Marmierpascal

DIRECTEUR DE SWISSNEX CHINA

Après avoir passé plus de 10 ans à Boston, Pascal Marmier a récemment rejoint un autre réseau swissnex, celui de Chine basé à Shanghai. Passionné de science et d'innovation, il travaille avec son équipe à promouvoir l’excellence de la Suisse dans ces domaines, renforcer les liens académiques en Chine et créer une communauté d’innovateurs et d’entrepreneurs. Gradué de l’Université de Lausanne, Pascal a aussi suivi une formation postgrade à Boston University et obtenu un MBA de MIT. En plus de chercher les meilleurs talents en science et technologie, il essaie aussi de trouver les meilleurs endroits pour courir dans une ville à forte densité de population.

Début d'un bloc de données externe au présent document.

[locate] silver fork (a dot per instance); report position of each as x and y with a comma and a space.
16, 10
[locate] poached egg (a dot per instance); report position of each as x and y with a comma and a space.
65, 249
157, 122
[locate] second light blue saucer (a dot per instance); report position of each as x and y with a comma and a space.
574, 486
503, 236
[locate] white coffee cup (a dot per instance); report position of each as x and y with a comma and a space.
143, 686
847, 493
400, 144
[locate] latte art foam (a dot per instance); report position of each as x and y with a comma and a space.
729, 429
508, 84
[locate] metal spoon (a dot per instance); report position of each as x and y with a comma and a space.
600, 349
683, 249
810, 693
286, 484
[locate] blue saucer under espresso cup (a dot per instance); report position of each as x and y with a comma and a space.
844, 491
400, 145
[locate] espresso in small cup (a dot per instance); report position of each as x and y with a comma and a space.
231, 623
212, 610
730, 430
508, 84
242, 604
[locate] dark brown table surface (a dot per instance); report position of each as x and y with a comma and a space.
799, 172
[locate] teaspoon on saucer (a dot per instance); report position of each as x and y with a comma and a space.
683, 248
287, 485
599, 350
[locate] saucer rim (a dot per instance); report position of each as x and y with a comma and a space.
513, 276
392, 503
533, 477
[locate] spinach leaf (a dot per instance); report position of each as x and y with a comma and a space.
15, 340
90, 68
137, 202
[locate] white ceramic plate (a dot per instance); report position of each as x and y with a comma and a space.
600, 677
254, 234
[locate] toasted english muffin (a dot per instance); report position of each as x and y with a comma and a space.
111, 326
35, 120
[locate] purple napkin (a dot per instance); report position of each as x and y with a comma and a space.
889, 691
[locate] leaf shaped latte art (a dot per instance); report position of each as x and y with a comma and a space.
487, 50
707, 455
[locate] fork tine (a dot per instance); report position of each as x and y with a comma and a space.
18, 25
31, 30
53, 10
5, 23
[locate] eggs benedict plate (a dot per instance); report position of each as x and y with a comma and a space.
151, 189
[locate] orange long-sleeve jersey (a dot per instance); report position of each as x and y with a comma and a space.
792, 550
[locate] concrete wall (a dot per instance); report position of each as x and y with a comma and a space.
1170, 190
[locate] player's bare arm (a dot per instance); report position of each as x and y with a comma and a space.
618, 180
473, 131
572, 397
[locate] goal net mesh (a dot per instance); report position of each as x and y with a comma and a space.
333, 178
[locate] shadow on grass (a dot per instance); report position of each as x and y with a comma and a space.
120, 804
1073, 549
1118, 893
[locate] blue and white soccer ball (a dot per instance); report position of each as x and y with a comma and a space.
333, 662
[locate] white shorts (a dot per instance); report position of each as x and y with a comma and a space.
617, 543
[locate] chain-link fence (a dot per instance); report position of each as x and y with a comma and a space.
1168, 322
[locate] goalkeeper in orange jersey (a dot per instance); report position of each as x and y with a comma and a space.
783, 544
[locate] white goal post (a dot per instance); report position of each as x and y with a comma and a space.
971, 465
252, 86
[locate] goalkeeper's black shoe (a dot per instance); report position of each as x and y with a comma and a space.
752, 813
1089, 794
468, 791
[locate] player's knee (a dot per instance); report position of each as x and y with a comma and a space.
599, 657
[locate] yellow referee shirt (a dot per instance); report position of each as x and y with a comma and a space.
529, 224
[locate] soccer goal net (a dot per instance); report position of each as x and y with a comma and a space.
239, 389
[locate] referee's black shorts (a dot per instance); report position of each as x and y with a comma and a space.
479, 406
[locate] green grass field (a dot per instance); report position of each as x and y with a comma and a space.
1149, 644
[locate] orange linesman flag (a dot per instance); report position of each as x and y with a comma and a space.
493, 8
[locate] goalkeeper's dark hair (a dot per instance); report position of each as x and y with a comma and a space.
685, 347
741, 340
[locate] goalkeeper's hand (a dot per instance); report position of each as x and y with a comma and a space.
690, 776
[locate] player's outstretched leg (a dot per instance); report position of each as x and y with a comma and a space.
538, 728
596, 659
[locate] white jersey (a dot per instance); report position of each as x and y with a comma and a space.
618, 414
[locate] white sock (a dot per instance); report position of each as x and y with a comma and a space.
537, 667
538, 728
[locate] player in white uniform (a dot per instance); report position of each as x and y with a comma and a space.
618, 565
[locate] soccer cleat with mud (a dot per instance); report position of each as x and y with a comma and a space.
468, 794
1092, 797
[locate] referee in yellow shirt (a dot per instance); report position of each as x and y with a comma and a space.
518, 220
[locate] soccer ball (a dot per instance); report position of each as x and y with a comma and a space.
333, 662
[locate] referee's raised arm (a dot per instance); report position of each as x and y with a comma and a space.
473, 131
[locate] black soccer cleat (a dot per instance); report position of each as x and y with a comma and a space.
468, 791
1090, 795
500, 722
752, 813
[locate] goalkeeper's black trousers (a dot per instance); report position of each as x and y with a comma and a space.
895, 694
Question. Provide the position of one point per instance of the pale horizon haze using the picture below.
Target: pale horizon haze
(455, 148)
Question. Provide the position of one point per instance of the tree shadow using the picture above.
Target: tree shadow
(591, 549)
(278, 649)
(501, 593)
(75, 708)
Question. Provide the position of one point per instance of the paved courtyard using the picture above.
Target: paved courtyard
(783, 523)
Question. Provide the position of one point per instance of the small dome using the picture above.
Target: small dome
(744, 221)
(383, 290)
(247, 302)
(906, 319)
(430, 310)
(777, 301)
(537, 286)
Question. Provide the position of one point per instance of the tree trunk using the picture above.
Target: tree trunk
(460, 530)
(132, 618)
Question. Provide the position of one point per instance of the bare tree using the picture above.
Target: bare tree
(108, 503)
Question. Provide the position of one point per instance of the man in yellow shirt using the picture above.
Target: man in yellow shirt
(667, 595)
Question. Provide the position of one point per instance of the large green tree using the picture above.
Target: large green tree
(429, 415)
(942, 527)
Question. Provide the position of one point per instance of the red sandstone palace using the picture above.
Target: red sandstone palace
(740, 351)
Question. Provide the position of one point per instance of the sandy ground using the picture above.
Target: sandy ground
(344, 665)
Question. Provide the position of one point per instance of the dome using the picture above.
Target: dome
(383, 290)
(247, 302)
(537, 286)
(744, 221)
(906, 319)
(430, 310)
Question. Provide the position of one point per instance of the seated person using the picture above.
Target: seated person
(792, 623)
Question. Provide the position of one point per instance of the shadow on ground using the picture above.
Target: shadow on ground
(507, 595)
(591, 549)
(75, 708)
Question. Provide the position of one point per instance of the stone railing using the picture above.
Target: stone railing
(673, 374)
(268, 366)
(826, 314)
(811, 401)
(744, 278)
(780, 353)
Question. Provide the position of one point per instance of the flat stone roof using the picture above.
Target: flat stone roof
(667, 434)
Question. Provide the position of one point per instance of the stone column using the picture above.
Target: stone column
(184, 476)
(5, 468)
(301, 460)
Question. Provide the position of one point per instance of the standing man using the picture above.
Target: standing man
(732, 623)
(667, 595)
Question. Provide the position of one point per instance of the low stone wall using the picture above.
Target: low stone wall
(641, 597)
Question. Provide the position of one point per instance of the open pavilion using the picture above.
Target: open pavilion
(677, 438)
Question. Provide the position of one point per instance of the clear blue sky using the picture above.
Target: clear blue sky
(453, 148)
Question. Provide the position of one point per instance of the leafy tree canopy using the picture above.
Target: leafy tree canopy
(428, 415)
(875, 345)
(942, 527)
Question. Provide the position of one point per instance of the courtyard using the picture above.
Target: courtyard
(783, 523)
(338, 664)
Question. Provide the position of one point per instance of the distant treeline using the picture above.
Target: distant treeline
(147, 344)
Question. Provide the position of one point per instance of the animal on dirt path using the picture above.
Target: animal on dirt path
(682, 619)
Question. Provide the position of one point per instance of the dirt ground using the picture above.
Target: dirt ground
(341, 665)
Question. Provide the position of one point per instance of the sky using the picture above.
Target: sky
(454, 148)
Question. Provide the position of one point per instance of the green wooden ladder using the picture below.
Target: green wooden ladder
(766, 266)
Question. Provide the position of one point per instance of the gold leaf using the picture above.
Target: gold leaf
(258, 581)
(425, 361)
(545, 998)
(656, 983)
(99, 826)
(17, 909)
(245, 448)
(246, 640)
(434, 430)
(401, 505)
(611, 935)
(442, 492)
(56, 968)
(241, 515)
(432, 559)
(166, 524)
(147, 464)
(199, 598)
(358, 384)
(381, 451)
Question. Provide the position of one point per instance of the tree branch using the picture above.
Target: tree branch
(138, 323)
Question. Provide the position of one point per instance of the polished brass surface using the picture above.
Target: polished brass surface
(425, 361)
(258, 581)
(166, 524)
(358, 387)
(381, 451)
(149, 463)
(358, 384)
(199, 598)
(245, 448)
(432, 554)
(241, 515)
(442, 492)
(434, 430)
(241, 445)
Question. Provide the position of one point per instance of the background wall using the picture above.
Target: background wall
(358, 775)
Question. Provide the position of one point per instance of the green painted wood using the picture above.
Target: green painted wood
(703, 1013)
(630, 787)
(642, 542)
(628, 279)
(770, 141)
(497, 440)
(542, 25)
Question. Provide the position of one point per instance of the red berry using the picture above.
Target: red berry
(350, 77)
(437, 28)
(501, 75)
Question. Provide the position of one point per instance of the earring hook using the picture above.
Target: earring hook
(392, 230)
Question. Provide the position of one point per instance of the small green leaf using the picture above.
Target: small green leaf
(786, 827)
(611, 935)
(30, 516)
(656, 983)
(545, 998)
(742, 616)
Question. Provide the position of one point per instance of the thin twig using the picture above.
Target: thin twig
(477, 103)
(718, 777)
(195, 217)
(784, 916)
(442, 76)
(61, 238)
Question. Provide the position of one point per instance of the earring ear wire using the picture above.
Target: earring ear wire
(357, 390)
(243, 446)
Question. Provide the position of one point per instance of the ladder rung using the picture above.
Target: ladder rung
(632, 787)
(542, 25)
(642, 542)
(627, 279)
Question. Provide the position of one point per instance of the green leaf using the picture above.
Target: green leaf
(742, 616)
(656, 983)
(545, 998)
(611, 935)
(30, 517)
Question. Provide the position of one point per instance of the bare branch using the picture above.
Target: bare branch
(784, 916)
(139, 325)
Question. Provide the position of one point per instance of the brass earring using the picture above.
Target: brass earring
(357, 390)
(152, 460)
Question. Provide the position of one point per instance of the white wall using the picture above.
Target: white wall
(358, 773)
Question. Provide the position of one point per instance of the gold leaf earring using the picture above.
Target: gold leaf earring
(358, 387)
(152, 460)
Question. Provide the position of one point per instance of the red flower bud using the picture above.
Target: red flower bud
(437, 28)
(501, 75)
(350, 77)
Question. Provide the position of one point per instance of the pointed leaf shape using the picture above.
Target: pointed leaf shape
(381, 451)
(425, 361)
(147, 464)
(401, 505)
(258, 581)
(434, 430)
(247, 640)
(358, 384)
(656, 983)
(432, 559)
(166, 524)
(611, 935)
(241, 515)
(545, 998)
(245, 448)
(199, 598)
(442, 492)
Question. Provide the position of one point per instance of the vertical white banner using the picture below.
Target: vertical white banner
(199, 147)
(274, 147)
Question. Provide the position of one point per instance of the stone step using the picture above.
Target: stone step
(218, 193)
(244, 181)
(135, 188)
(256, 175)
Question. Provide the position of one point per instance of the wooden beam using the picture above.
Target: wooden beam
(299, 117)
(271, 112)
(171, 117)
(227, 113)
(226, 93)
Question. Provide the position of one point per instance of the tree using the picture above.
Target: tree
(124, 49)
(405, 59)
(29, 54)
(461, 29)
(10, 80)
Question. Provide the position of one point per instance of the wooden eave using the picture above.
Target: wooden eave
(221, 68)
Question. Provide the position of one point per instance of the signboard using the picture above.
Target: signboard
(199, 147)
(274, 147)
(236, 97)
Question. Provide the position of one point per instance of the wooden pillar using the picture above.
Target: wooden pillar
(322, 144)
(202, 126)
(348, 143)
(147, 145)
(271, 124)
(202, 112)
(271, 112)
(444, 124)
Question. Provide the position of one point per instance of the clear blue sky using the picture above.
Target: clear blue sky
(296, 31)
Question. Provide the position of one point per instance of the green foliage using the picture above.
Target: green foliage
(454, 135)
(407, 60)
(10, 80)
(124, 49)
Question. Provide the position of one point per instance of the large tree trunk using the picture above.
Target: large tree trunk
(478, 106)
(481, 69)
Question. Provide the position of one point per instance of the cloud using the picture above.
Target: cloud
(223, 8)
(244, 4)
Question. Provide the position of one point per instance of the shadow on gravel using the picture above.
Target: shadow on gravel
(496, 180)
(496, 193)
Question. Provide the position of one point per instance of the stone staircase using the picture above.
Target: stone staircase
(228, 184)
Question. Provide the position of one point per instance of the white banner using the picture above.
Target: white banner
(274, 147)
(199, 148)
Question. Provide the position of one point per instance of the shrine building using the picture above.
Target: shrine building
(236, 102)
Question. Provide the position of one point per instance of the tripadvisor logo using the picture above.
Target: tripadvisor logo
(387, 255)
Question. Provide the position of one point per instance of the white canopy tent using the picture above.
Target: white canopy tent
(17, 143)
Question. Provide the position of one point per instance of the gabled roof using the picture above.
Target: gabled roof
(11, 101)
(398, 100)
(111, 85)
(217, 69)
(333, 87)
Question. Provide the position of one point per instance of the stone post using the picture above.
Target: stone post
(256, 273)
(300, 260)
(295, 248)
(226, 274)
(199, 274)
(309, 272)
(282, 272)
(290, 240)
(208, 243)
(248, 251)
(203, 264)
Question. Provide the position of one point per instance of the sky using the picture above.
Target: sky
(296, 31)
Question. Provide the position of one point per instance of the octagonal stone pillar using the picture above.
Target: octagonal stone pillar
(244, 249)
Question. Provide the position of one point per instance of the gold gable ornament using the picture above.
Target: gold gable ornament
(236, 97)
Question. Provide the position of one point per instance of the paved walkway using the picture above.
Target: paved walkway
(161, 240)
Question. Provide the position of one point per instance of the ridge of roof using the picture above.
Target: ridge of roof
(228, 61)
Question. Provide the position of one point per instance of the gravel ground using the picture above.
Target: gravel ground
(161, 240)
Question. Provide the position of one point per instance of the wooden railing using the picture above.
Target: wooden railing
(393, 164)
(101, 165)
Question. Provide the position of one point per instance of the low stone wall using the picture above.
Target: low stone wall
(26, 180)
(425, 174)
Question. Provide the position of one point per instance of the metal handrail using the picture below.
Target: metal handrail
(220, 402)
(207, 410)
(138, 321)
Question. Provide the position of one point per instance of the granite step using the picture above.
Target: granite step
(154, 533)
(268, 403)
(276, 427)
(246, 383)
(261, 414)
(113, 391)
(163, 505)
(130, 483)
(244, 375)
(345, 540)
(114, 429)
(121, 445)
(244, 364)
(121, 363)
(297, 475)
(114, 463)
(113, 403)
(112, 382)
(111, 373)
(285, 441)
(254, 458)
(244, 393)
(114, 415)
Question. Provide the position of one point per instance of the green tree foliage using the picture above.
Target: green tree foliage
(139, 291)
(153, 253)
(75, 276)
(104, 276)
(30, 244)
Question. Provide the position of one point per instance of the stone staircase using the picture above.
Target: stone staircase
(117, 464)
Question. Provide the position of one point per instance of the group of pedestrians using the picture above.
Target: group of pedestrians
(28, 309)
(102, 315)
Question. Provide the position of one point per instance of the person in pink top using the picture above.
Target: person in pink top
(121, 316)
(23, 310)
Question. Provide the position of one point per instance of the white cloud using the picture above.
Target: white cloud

Le succès du système scolaire chinois

La ville de Shanghai a eu droit à une large couverture médiatique ces derniers temps. Le niveau de pollution record a donné lieu à des photos impressionnantes. Mais l’histoire la plus étonnante, c’est celle des excellents résultats obtenus par les élèves de la région au classement PISA. En maths, Shanghai se retrouve au plus haut niveau devant d’autres régions d’Asie. J’ai eu l’occasion d’offrir un éclairage sur les résultats pour la RTS, mais voici encore quelques réflexions sur le système scolaire et les raisons derrière ce succès.

Les parents jouent un rôle clé dans le système éducatif. Ils sont prêts à de grands sacrifices pour le succès de leur enfant (unique). Faire une partie de ses études à l’étranger reste indispensable aux yeux des parents pour la réussite de leur enfant. Il y a aussi un fort accent mis sur l’académique plutôt que le pratique. Il faut donc que l’étudiant puisse entrer dans les meilleures universités et, pour cela, il faut un bon score à un test unique (Gaokao). Les parents vont donc rajouter des cours, offrir des tuteurs ou envoyer leurs enfants dans des écoles privées pour s’assurer qu'ils puissent obtenir un bon score.

Le gouvernement soutient aussi fortement les branches telles que les maths, vu que le but actuel est d’orienter le modèle économique vers l’innovation technologique. Il y a plusieurs programmes visant à rapatrier les meilleurs Chinois de l’étranger pour les placer dans des postes scientifiques.

Shanghai est certainement un cas à part en Chine. Ici, le gouvernement expérimente de nouveaux projets économiques, à l’image de la zone de libre-échange démarrée il y a quelques mois. Dans le domaine éducatif, Shanghai compte plusieurs écoles qui servent de test pour de nouvelles façons de gérer l’enseignement. Thomas Friedmann du New York Times parle notamment des méthodes en place pour augmenter les compétences des professeurs: “peer review”, possibilités de coaching, paie au mérite. Le succès tient moins à la nouveauté des méthodes qu’au fait que le gouvernement puisse les mettre en place à une large échelle et de façon directe.

Certaines voix s’élèvent pour critiquer la rigidité du système et la tyrannie de la mémorisation, mais les Chinois en sont bien conscients. Les parents commencent à demander - et offrir à leurs enfants - plus d’activités créatives extracurriculaires. Les filières aussi sont en phase de réexamen.

Il y a un grand intérêt en Chine pour des modèles d’éducation tels que la formation duale. Si le pays arrive à garder son niveau de maths en développant des étudiants aussi à l’aise dans des domaines pratiques ou nécessitant des compétences sociales, cela devrait permettre à la Chine d’obtenir - dans un futur pas si éloigné - des prix Nobel... et son propre Steve Jobs!